At the moment, markets do not want to lend to Portugal in large part because markets expect Portugal will enter the bailout mechanisms, increasing the risk they will be caught up as junior creditors in later accelerated bail-ins. This could end up happening well before 2013; hence the surge in our 2-year yields. These fears are likely to be self-fulfilling, despite the resistance of the Portuguese government (no doubt informed by watching what happened to Ireland). As we are learning more by the day, once in, it is damn hard to get out. Peripheral yields have shot up every time the ESM became that bit more certain (latest news on the agreement here). With the evidence so clear, it is hard to understand how European leaders persist with a solution that could end up destroying the Eurozone. The interest rate issue appears a sideshow by comparison.
Investors warned they could boycott peripheral eurozone bond markets as reform of the region’s bail-out fund sparked fears of a sovereign default in Europe.
Irish three-year bond yields leapt close to a full percentage point at one point on Tuesday, while the cost of borrowing for Portugal and Greece also shot up on worries that one of these countries would have to restructure their bonds.
European finance ministers finally drew up plans to make investors share the burden of potential sovereign defaults beyond the summer of 2013 in a deal hammered out on Monday night. Concerns centre on the preferred creditor status given to European Stability Mechanism, the permanent eurozone rescue fund, which takes up the reins from the temporary fund, in the middle of 2013.

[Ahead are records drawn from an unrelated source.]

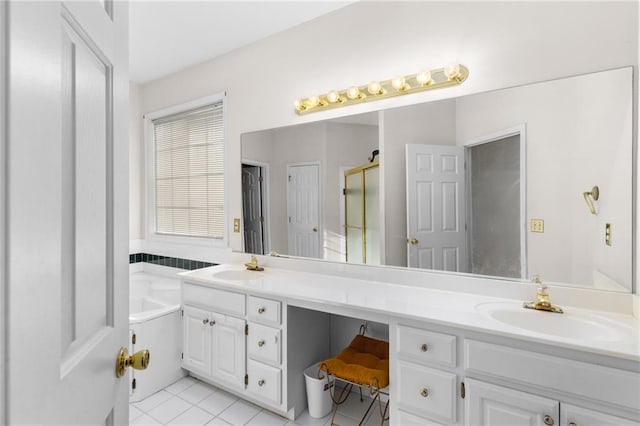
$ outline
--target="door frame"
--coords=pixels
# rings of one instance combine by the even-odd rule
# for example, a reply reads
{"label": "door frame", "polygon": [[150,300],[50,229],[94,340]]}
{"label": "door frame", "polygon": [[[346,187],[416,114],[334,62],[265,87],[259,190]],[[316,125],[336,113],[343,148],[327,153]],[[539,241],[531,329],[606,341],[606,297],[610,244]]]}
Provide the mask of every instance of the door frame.
{"label": "door frame", "polygon": [[[264,254],[269,254],[270,250],[271,250],[271,233],[269,232],[269,224],[271,224],[271,209],[269,208],[269,163],[265,163],[262,161],[256,161],[256,160],[247,160],[247,159],[242,159],[241,163],[240,163],[240,169],[242,171],[242,166],[246,164],[247,166],[255,166],[255,167],[260,167],[260,173],[262,175],[262,182],[260,183],[260,191],[262,192],[260,194],[260,198],[261,198],[261,208],[262,208],[262,217],[264,217],[264,222],[262,222],[262,244],[263,244],[263,251]],[[242,186],[242,182],[240,183],[240,186]],[[244,206],[243,206],[243,210],[244,210]],[[242,217],[242,220],[244,222],[244,216]],[[242,251],[245,251],[245,246],[244,246],[244,235],[242,237]]]}
{"label": "door frame", "polygon": [[7,322],[7,41],[8,19],[7,2],[0,1],[0,424],[7,424],[5,407],[7,392],[6,347]]}
{"label": "door frame", "polygon": [[[521,123],[514,127],[498,130],[497,132],[490,133],[471,139],[463,143],[466,170],[466,201],[467,201],[467,218],[471,218],[472,204],[471,204],[471,163],[469,161],[470,148],[485,143],[495,142],[497,140],[506,139],[511,136],[520,136],[520,277],[527,278],[527,124]],[[467,250],[471,254],[471,231],[473,222],[468,221],[467,226]],[[471,256],[468,256],[469,270],[471,270]]]}
{"label": "door frame", "polygon": [[[320,255],[319,259],[324,259],[324,250],[322,246],[324,244],[324,224],[322,221],[323,218],[323,210],[322,210],[322,163],[320,161],[299,161],[293,163],[287,163],[285,168],[284,175],[284,184],[285,188],[287,188],[287,246],[289,242],[289,170],[292,167],[300,167],[300,166],[318,166],[318,254]],[[287,250],[288,251],[288,250]]]}

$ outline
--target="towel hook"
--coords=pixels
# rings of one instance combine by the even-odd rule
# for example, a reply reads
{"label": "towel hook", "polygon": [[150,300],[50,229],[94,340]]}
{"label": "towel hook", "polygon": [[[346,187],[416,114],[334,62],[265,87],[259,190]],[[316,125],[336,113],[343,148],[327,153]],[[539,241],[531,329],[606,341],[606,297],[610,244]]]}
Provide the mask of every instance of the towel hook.
{"label": "towel hook", "polygon": [[591,192],[583,192],[582,196],[584,197],[584,201],[587,203],[587,206],[589,206],[591,214],[598,214],[596,213],[596,207],[593,205],[592,201],[592,199],[594,201],[598,201],[598,198],[600,198],[600,188],[598,188],[598,185],[591,188]]}

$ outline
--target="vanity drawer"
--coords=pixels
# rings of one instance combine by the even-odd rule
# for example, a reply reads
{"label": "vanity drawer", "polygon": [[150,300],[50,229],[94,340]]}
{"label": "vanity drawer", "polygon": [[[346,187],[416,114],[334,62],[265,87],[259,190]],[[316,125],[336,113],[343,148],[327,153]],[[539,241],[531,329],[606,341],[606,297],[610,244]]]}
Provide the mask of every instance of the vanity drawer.
{"label": "vanity drawer", "polygon": [[398,324],[399,358],[422,364],[456,366],[456,336]]}
{"label": "vanity drawer", "polygon": [[399,361],[397,380],[399,408],[455,422],[455,374]]}
{"label": "vanity drawer", "polygon": [[281,331],[256,323],[249,323],[247,352],[249,357],[270,364],[280,364]]}
{"label": "vanity drawer", "polygon": [[249,296],[247,300],[249,320],[267,325],[280,325],[281,305],[277,300]]}
{"label": "vanity drawer", "polygon": [[282,401],[282,371],[257,361],[247,361],[249,384],[247,390],[256,398],[280,405]]}
{"label": "vanity drawer", "polygon": [[444,426],[442,423],[436,423],[423,417],[414,416],[406,411],[398,410],[398,422],[402,426]]}
{"label": "vanity drawer", "polygon": [[182,284],[182,303],[223,314],[244,316],[245,296],[232,291],[184,283]]}

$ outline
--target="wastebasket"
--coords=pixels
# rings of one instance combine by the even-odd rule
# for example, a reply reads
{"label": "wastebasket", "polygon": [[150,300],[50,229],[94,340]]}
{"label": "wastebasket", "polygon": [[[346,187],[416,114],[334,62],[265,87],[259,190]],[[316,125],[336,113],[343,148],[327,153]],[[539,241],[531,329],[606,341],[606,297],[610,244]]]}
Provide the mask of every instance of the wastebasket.
{"label": "wastebasket", "polygon": [[304,370],[304,381],[307,385],[307,405],[309,415],[314,418],[322,418],[331,412],[333,405],[331,401],[331,388],[335,385],[335,378],[327,373],[318,370],[318,364]]}

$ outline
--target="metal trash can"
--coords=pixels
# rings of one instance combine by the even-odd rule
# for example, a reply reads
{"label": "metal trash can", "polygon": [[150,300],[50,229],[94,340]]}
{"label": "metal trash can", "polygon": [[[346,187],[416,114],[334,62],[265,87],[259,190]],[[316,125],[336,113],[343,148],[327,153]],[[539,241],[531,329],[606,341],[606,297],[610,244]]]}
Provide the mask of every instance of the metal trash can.
{"label": "metal trash can", "polygon": [[314,418],[322,418],[331,412],[333,401],[331,400],[331,388],[335,386],[335,378],[318,370],[318,364],[304,370],[304,381],[307,386],[307,405],[309,415]]}

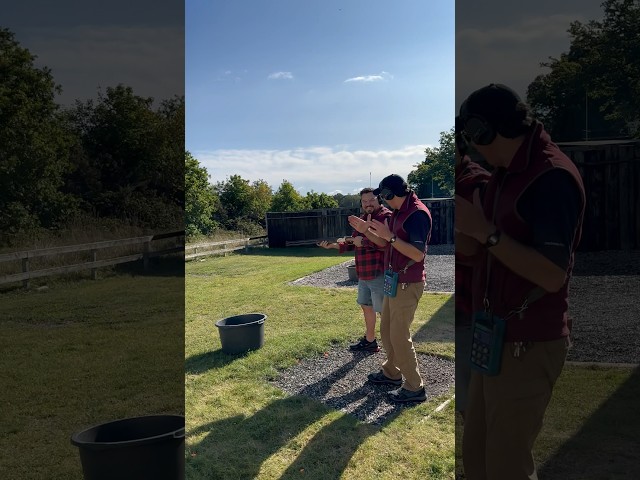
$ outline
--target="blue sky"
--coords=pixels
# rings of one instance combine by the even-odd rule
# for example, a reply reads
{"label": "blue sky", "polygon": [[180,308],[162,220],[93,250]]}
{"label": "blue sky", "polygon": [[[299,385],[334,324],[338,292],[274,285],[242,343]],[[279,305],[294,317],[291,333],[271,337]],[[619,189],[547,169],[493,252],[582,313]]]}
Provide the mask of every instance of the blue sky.
{"label": "blue sky", "polygon": [[187,0],[186,148],[211,181],[351,193],[453,126],[454,2]]}
{"label": "blue sky", "polygon": [[23,0],[2,10],[0,26],[51,69],[62,105],[120,83],[158,102],[184,94],[184,10],[174,0]]}

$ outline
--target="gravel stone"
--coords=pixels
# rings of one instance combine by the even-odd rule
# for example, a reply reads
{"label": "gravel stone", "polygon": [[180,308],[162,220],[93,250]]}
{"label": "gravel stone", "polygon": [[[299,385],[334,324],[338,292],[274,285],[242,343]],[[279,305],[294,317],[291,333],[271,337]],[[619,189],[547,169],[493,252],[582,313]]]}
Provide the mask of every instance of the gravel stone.
{"label": "gravel stone", "polygon": [[[290,285],[307,285],[325,288],[356,288],[357,280],[349,280],[347,266],[354,265],[349,259],[320,272],[290,282]],[[453,293],[455,290],[454,245],[429,245],[425,258],[427,281],[425,291]]]}
{"label": "gravel stone", "polygon": [[[272,383],[291,395],[303,395],[351,414],[365,423],[380,425],[394,413],[411,405],[388,399],[391,385],[372,385],[367,375],[381,369],[386,356],[351,352],[334,347],[313,358],[300,361],[282,372]],[[433,355],[417,354],[427,400],[446,394],[454,384],[454,362]]]}
{"label": "gravel stone", "polygon": [[567,360],[640,363],[640,250],[578,252],[569,285]]}
{"label": "gravel stone", "polygon": [[[425,290],[453,292],[453,245],[429,246]],[[327,268],[291,282],[294,285],[355,288],[346,265]],[[578,362],[640,363],[640,251],[578,252],[569,289],[573,346],[567,360]],[[447,393],[454,385],[454,362],[418,354],[427,395]],[[380,370],[384,351],[377,354],[332,348],[325,355],[305,359],[274,381],[292,395],[305,395],[356,416],[382,424],[406,405],[389,402],[393,387],[366,382]]]}

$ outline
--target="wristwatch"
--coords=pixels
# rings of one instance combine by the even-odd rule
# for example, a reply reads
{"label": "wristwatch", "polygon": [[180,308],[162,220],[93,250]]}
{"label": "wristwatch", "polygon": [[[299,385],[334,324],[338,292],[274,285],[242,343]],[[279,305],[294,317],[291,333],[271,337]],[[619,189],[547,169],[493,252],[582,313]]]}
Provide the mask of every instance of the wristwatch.
{"label": "wristwatch", "polygon": [[391,237],[391,238],[389,239],[389,243],[393,243],[393,242],[395,242],[395,241],[397,240],[397,238],[398,238],[398,237],[396,237],[396,236],[394,235],[393,237]]}
{"label": "wristwatch", "polygon": [[484,246],[487,248],[495,247],[500,242],[500,230],[496,230],[491,235],[487,237],[487,241]]}

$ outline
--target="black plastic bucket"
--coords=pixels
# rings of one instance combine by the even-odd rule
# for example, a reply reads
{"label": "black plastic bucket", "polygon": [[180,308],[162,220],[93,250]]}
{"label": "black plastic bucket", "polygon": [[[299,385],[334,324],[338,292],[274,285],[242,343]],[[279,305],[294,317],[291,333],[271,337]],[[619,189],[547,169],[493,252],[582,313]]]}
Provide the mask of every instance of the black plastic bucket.
{"label": "black plastic bucket", "polygon": [[257,350],[264,345],[264,313],[247,313],[216,322],[222,351],[228,354]]}
{"label": "black plastic bucket", "polygon": [[355,265],[347,265],[347,273],[349,274],[349,280],[352,282],[358,281],[358,273],[356,272]]}
{"label": "black plastic bucket", "polygon": [[184,417],[149,415],[96,425],[71,436],[84,480],[183,480]]}

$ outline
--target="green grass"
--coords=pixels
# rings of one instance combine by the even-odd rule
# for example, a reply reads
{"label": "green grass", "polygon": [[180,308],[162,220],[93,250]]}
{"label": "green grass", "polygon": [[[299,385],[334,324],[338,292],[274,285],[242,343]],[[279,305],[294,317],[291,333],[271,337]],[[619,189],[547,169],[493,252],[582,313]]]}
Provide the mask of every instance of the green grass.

Investors warn that this will mean they will be the last in the queue for the recovery of money in the event of a default. One fund manager said: “We will definitely not buy peripheral bonds now, not with the uncertainty this has created.”
Tamara Burnell, head of sovereign and financials analysis, M&G Investments, said: “This agreement will not do anything further to encourage investors to buy peripheral bonds.